Computing the Fisher Information Matrix in Elastic Weight Consolidation

Hi,

I have seen many PyTorch implementations of EWC that computes the Fisher Information Matrix by taking the gradient and squaring it. Why is this the case?

# Gradients accumulated can be used to calculate fisher information matrix
for name, param in model.named_parameters():
        opt_params[name] = param.data.clone().cpu()
        fisher_matrices[name] += param.grad.data.clone().pow(2).cpu() / len(dataloader)

I have read the original paper and also [2105.04093] Elastic Weight Consolidation (EWC): Nuts and Bolts (arxiv.org), but I am still unsure of why the Hessian is calculated this way.

EWC computes the diagonal of the approximation of the Fisher Information Matrix. This sequence of approximations leads to the diagonal be estimated as the squared gradient averaged over the mini-batches for a single pass on the training set. The paper does not provide all the steps but I think you can back-track from the details they give about the approximations used.

Thanks!
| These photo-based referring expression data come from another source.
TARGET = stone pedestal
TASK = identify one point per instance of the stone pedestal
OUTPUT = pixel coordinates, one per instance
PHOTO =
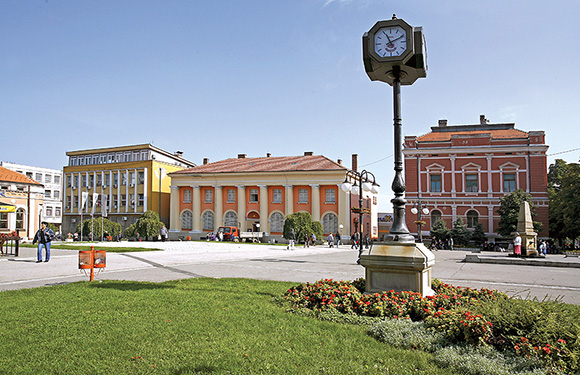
(398, 267)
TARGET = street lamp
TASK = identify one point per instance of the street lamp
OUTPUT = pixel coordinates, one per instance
(418, 209)
(347, 187)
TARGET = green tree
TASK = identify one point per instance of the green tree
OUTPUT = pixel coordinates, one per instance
(439, 231)
(303, 225)
(509, 209)
(460, 233)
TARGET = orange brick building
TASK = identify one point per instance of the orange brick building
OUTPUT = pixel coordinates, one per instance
(463, 171)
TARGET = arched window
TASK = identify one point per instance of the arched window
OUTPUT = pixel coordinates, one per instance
(276, 223)
(186, 220)
(20, 219)
(207, 219)
(435, 216)
(231, 219)
(472, 218)
(329, 223)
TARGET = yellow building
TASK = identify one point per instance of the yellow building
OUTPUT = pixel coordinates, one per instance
(119, 182)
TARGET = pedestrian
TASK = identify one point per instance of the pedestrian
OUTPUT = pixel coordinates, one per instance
(44, 237)
(163, 233)
(518, 245)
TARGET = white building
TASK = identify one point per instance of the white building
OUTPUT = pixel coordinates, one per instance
(52, 181)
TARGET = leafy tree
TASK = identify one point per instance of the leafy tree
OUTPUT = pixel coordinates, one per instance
(439, 231)
(460, 233)
(509, 209)
(107, 226)
(303, 225)
(478, 235)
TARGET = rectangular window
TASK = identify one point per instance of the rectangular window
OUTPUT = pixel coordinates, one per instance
(436, 183)
(302, 195)
(253, 195)
(509, 182)
(277, 196)
(231, 196)
(208, 196)
(471, 183)
(330, 196)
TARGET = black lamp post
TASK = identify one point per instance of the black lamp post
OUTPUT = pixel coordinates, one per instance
(363, 184)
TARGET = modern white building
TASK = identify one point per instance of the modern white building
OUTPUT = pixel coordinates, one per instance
(51, 179)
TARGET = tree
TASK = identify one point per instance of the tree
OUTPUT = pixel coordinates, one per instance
(509, 209)
(439, 231)
(303, 225)
(460, 233)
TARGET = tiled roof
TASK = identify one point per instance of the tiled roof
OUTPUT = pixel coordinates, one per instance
(7, 175)
(495, 134)
(267, 164)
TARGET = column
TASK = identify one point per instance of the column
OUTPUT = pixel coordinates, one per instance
(196, 209)
(264, 209)
(315, 202)
(219, 206)
(289, 191)
(174, 224)
(242, 207)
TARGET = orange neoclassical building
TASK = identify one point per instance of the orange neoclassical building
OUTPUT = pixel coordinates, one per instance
(256, 194)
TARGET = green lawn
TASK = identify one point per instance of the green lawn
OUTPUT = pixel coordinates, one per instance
(188, 326)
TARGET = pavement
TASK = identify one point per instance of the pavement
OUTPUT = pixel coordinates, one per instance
(554, 277)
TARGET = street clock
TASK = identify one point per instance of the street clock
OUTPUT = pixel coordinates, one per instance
(393, 48)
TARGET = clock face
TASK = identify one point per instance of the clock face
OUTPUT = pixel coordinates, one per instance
(390, 41)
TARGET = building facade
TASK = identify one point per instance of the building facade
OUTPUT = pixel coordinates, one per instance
(119, 182)
(464, 170)
(21, 202)
(257, 194)
(51, 179)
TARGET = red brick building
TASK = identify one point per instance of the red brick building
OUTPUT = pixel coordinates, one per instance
(463, 171)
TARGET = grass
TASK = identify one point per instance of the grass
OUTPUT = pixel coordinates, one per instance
(188, 326)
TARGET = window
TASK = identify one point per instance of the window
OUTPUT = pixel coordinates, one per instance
(276, 195)
(231, 196)
(253, 195)
(3, 220)
(208, 196)
(302, 195)
(329, 223)
(231, 219)
(207, 220)
(186, 220)
(435, 217)
(187, 196)
(471, 183)
(436, 183)
(277, 223)
(509, 182)
(20, 219)
(472, 218)
(330, 197)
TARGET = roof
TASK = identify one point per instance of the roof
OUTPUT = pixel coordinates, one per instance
(6, 175)
(267, 164)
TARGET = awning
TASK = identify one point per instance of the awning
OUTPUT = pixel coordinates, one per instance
(7, 207)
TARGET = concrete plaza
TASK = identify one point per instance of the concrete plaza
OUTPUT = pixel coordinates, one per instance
(180, 260)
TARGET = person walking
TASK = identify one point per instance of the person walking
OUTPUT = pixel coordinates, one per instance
(44, 237)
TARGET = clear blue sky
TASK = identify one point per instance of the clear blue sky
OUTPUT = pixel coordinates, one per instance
(215, 79)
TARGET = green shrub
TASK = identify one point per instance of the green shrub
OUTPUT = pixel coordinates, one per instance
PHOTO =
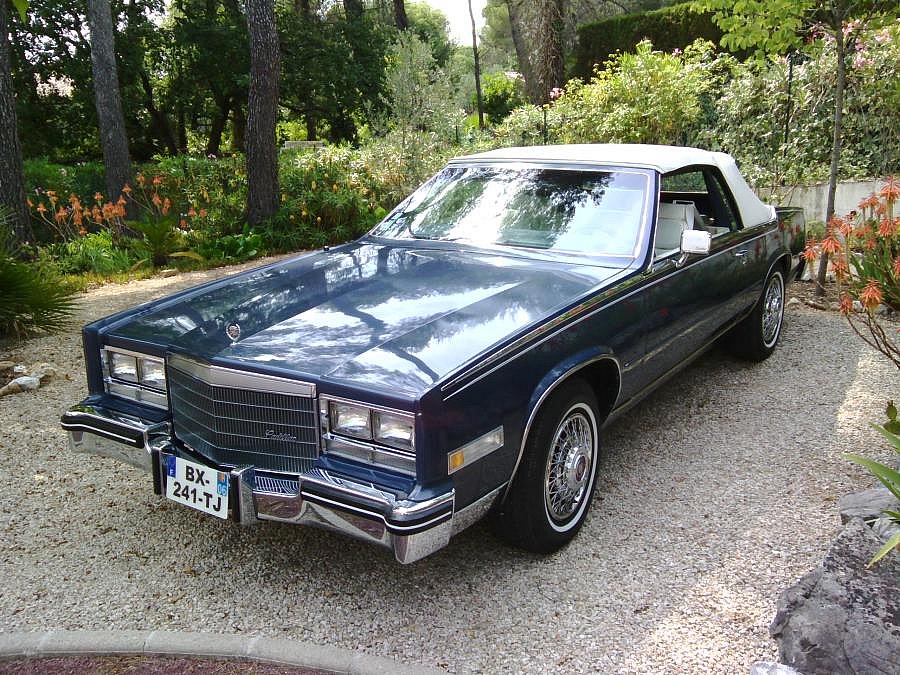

I didn’t realize that we are only using the diagonal of the Fisher Information Matrix.

As a follow-up question, I wonder if I can ask the community on what is wrong with this implementation of the EWC:

def train_ewc(
        model, 
        dataloader, 
        fisher_matrices,
        opt_params,
        ewc_weight,
        optimizer, 
        criterion,
        device
    ):
    """ Train one epoch of the model using Elastic Weight Consolidation strategy.
    """
    model = model.to(device)

    running_loss = 0.0
    data_size = len(dataloader)

    if not optimizer:
        # Default optimizer if one is not provided
        optimizer = torch.optim.SGD(model.parameters(), lr=0.001, momentum=0.9)

    for data in tqdm(dataloader):
        imgs, labels = data

        optimizer.zero_grad()

        output = model(imgs.to(device))
        loss = criterion(output, labels.to(device))

        # Regularize loss with Fisher Information Matrix
        for name, param in model.named_parameters():
            fisher = fisher_matrices[name].to(device)
            opt_param = opt_params[name].to(device)
            loss += (fisher * (opt_param - param).pow(2)).sum() * ewc_weight
        
        loss.backward()
        optimizer.step()

        running_loss += loss.item()
    
    return running_loss / data_size
def ewc_update(
        model, dataloader,
        criterion=torch.nn.CrossEntropyLoss(),
        device=torch.device("cpu")
    ):

    model = model.to(device)

    fisher_matrices = {}
    opt_params = {}
    for name, param in model.named_parameters():
        fisher_matrices[name] = torch.zeros(param.data.size())

    model.eval()
    # accumulating gradients
    for data in dataloader:
        model.zero_grad()
        imgs, labels = data
        output = model(imgs.to(device))
        loss = criterion(output, labels.to(device))
        loss.backward()

        # Gradients accumulated can be used to calculate Fisher Information Matrix (FIM)
        # We only want the diagonals of the FIM which is just the square of our gradients.
        for name, param in model.named_parameters():
            opt_params[name] = param.data.clone().cpu()
            fisher_matrices[name] += param.grad.data.clone().pow(2).cpu() / len(dataloader)

    return fisher_matrices, opt_params

The whole training loop looks like this:

for task in range(trainset.num_tasks()):
    tqdm.write(f"Training on task {trainset.get_current_task()}")
    trainloader = DataLoader(
        trainset,
        batch_size=config['batch_size'],
        shuffle=True,
        num_workers=4
    )

    # Update fisher dict and optimal parameter dict
    fisher_matrices, opt_params = ewc_update(
                                    model, trainloader,
                                    criterion=criterion,
                                    device=device)

    # Train with EWC regularized weights
    for epoch in tqdm(range(config['epochs'])):
        loss = train_ewc(
                    model, trainloader,
                    fisher_matrices=fisher_matrices, 
                    opt_params=opt_params, 
                    ewc_weight=config['ewc_weight'],
                    optimizer=optimizer,
                    criterion=criterion,
                    device=device)

    # Evaluate error rate on current and previous tasks
    for task in range(trainset.get_current_task() + 1):
        evalloader = DataLoader(
                        evalset,
                        batch_size=config['batch_size'],
                        shuffle=True,
                        num_workers=4
                    )
        vloss, verror = validate(model, evalloader, criterion=criterion, device=device)
        tqdm.write(f"Evaluated task {task}")
        tqdm.write(
            f"Training loss: {loss: .3f}, Validation loss: {vloss: .3f}, " 
            f"Validation error: {verror: .3f}")
        evalset.next_task()

    # Progress to next task
    trainset.next_task()
    evalset.restart()

Based on the code above, my class incremental scenario still forgets (seen from getting an error rate of 1) after training on subsequent tasks.

I apologize for the code dump, but I am really not sure where this bug is.